Vai Trabalhar, Vagabundo! (samba, 1973) – Chico Buarque
“Vai Trabalhar, Vagabundo!” foi composta por Chico Buarque a pedido de Hugo Carvana para o primeiro filme do ator como diretor, de título homônimo. A música trata o tema de forma irônica, em consonância com a película, que exalta o malandro, mote sempre repetido por Carvana, que inclusive produziu em 1991 a continuação do longa-metragem. Com versos sempre perspicazes e burilados o autor da letra chega a comparar a labuta a “uma loucura”, e faz referência à gravata, símbolo da dedicação e da seriedade, a um nó prestes a enforcar o protagonista. Lançada em 1973 a música só foi gravada em disco por Chico Buarque três anos mais tarde, pois, perseguido pela ditadura militar, através da censura, via-se impossibilitado de registrar as próprias canções.

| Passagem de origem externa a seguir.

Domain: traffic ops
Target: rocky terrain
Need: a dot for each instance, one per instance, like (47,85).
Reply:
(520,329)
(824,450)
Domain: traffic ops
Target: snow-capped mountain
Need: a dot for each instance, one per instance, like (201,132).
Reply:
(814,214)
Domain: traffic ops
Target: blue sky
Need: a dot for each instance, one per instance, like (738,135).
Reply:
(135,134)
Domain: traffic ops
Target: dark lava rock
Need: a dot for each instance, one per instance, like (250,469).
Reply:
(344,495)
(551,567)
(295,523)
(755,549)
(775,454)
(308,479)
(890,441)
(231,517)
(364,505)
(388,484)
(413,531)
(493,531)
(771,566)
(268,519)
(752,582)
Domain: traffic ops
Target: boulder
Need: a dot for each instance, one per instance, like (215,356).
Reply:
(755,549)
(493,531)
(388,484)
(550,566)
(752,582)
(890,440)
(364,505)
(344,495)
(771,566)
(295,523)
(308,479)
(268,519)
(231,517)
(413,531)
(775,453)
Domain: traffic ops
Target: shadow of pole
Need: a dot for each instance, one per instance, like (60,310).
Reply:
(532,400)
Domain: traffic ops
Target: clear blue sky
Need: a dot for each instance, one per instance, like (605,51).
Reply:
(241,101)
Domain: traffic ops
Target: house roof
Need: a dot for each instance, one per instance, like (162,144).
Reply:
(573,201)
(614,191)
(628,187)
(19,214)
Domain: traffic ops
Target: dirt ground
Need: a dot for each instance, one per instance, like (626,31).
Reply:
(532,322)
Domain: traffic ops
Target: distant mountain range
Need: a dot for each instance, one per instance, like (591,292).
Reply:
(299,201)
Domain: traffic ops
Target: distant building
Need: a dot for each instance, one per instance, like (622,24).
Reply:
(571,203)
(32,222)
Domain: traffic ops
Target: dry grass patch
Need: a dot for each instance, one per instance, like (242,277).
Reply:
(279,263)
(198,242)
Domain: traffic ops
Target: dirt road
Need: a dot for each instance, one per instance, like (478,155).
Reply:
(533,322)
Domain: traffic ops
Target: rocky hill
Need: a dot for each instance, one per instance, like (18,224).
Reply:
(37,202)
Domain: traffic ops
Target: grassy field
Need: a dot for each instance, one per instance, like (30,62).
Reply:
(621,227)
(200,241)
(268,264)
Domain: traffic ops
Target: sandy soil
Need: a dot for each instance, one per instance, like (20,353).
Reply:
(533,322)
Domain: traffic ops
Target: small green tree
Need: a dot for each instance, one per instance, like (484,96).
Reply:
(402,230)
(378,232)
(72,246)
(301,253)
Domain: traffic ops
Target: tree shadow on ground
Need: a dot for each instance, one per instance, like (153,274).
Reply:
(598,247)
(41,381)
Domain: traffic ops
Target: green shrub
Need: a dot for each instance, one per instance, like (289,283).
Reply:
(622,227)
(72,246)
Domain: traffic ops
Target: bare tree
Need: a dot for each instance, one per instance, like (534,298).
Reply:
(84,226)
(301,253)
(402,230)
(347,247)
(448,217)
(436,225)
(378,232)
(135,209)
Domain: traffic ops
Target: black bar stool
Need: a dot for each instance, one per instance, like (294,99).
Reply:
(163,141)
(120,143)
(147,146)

Passaredo (MPB, 1976) – Chico Buarque e Francis Hime 
Chico Buarque e Francis Hime compuseram, em 1976, uma ode aos pássaros brasileiros e, em última instância, à rica fauna do país. Interessante notar a influência indígena em muitas dessas nomenclaturas, como se observa, por exemplo, em uirapuru, saíra, inhambu, patativa, macuco, juriti, e muitos outros. Nesta letra repleta de lirismo, os autores não deixam de denunciar a presença destruidora do ser humano no contexto de preservação da natureza. “Toma cuidado/Que o homem vem aí”, alertam. A melodia segue, até esse instante, o ritmo do voo gracioso desses animais. Foi regravada por Adriana Calcanhotto.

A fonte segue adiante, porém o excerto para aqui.